The Australian Competition and Consumer Commission (ACCC) is the key regulator of the CDR Legislation and is supported by the Office of the Australian Information Commissioner (OAIC) and other regulators.
The CDR Legislation applies to the banking sector by the use of a ministerial legislative instrument. When it's talking about data held by a bank, it is commonly referred to as, "Open Banking".
You can find more information and FAQs on Open Banking and what it means for you on our website.
What does this CDR Policy do?
This CDR Policy explains how we manage your CDR Data, including how you can seek access to, authorise a transfer of, and correct CDR Data that we hold about you.

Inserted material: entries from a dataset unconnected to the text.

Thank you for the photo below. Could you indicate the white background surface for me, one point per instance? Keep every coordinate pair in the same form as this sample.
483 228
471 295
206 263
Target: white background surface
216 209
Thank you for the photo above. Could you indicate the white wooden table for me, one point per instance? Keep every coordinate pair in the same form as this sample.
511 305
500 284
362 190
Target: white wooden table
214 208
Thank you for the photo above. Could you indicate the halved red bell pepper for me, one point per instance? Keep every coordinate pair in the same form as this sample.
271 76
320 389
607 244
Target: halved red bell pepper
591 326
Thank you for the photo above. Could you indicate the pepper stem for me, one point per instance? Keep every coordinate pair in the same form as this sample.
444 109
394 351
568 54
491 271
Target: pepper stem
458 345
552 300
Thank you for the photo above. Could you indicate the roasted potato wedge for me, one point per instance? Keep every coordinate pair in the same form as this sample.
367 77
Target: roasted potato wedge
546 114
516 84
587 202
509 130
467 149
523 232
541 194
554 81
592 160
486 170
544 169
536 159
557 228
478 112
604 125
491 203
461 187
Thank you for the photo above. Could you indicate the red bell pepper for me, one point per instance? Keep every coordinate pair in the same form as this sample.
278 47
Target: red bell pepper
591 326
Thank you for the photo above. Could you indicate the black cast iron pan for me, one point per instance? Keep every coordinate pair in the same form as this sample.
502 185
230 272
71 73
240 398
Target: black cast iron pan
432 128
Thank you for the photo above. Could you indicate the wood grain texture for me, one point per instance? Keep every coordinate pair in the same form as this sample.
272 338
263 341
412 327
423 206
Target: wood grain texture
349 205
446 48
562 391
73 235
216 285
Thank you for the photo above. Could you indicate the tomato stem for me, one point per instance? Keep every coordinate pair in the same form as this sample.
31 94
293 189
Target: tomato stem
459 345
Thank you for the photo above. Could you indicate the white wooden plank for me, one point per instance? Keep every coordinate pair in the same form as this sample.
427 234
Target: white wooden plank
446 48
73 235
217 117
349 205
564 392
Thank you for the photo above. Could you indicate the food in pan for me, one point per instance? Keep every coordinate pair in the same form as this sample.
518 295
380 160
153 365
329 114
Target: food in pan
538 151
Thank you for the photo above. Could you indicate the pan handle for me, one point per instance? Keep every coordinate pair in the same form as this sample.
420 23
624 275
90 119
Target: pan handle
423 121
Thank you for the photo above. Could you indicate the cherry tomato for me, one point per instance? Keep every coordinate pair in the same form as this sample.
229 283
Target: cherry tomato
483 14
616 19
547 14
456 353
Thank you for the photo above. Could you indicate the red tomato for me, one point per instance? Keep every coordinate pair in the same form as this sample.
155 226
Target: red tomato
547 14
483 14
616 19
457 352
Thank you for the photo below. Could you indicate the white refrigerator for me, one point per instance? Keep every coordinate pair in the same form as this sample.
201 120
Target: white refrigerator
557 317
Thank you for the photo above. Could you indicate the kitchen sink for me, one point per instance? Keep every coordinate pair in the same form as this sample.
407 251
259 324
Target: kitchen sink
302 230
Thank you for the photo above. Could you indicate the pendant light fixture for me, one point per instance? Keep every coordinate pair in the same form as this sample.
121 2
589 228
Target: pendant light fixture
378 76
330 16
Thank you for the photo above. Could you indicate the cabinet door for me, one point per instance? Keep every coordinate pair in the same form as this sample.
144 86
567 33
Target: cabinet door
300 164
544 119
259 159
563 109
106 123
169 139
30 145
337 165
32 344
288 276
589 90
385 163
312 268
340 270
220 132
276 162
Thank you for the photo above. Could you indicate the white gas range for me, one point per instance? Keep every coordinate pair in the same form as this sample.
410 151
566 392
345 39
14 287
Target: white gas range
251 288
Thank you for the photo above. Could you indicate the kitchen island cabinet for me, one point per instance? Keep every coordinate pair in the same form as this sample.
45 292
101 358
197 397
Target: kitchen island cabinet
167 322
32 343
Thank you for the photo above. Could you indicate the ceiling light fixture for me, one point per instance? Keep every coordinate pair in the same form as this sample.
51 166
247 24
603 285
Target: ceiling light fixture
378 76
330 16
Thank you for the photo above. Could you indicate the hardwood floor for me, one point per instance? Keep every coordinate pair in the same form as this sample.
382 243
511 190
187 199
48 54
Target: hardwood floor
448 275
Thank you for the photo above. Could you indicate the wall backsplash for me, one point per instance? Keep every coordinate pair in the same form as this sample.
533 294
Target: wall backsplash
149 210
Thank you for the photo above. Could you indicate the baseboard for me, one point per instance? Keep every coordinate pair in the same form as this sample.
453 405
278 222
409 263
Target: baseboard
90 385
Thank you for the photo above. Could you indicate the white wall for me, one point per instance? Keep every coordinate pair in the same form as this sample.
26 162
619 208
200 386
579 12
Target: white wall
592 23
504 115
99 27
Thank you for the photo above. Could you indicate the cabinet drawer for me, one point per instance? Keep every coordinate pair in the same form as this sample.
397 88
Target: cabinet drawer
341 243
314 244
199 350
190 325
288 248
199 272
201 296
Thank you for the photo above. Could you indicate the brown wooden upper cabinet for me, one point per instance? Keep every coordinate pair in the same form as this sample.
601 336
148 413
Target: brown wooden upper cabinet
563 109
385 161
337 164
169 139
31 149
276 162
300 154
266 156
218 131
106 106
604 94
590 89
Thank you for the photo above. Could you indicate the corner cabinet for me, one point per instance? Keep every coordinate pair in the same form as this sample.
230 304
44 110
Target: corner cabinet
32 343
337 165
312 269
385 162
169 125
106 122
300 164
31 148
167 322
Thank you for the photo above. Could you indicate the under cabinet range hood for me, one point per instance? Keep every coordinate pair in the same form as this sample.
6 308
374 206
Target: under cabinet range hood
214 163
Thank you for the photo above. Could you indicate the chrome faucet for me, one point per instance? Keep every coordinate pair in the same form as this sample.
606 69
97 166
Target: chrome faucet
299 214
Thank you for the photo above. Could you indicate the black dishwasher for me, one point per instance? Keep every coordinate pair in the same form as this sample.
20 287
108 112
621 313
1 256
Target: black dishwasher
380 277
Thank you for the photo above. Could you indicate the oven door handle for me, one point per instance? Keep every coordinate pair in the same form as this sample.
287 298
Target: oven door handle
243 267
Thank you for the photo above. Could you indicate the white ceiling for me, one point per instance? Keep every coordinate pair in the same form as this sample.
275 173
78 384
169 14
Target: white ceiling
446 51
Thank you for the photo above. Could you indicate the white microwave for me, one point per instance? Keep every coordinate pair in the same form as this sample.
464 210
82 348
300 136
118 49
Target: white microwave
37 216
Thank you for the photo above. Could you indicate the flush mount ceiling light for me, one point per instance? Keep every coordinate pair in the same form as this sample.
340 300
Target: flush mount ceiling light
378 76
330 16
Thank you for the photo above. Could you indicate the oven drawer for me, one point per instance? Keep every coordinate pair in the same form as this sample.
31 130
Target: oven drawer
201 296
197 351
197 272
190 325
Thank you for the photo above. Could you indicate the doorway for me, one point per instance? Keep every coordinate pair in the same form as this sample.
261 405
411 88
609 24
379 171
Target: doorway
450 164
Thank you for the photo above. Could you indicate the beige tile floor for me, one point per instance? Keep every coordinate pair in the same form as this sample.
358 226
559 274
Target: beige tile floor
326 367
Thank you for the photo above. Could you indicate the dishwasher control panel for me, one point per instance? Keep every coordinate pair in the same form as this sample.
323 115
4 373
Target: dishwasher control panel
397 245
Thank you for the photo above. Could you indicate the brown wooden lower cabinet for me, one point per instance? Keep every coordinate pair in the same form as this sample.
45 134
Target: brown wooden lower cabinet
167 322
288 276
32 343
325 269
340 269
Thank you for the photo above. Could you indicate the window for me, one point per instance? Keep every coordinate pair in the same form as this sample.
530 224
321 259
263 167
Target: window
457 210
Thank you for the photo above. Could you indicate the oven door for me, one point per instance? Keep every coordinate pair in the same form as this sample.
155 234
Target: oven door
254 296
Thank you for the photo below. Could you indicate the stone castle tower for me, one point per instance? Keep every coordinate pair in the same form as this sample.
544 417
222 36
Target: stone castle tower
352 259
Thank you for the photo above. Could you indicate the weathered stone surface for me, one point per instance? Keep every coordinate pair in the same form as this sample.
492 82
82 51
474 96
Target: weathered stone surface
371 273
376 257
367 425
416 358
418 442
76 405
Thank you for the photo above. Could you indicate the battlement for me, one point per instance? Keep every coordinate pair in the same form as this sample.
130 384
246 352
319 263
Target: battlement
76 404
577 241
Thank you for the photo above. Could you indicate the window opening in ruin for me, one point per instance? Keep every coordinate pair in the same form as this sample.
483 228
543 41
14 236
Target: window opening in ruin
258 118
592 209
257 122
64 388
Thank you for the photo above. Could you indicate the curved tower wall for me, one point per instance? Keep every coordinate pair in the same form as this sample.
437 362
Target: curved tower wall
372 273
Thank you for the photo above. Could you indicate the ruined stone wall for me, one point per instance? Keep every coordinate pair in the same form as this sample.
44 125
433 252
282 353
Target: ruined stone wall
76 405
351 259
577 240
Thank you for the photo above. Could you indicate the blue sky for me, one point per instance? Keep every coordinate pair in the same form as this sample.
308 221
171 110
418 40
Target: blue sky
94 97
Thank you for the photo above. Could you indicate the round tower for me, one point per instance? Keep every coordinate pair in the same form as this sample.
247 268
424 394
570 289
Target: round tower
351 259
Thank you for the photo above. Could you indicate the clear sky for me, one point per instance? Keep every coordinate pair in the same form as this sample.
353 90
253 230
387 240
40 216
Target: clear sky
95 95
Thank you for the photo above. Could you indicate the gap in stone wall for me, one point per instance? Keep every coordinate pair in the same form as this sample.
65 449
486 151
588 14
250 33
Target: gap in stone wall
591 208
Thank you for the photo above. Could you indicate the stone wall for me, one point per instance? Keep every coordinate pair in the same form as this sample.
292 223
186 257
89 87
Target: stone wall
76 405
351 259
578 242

It also explains how you can make a complaint about how we handle your CDR Data.
This CDR Policy and all updates are available on our website, via our HSBC Mobile Banking App, and any online service where you ordinarily deal with us. At your request, we can also provide a copy of the latest version of this policy to you electronically or in hard copy, whichever you prefer. You will always find the most up-to-date version on our website.
This CDR Policy is provided under the CDR Legislation and applies to HSBC Bank Australia Limited (ABN 48 006 434 162) of Level 36, Tower 1, 100 Barangaroo Avenue Sydney, NSW 2000 Australia", "we", "us" and "our" in this CDR Policy. HSBC Australia is currently a data holder under the CDR Legislation.
What is CDR Data?
CDR Data is a broad term that describes data which you might provide to HSBC Australia or which we might create when providing products and services to you, including your personal information (for example, information about you, or which identifies you), your use of any HSBC Australia's products or services (for example, transaction and account data) as well as product specific data about the particular HSBC Australia product or service provided (for example, the terms and conditions applicable to a HSBC savings account), together with other data that we hold which may be derived from any of the above.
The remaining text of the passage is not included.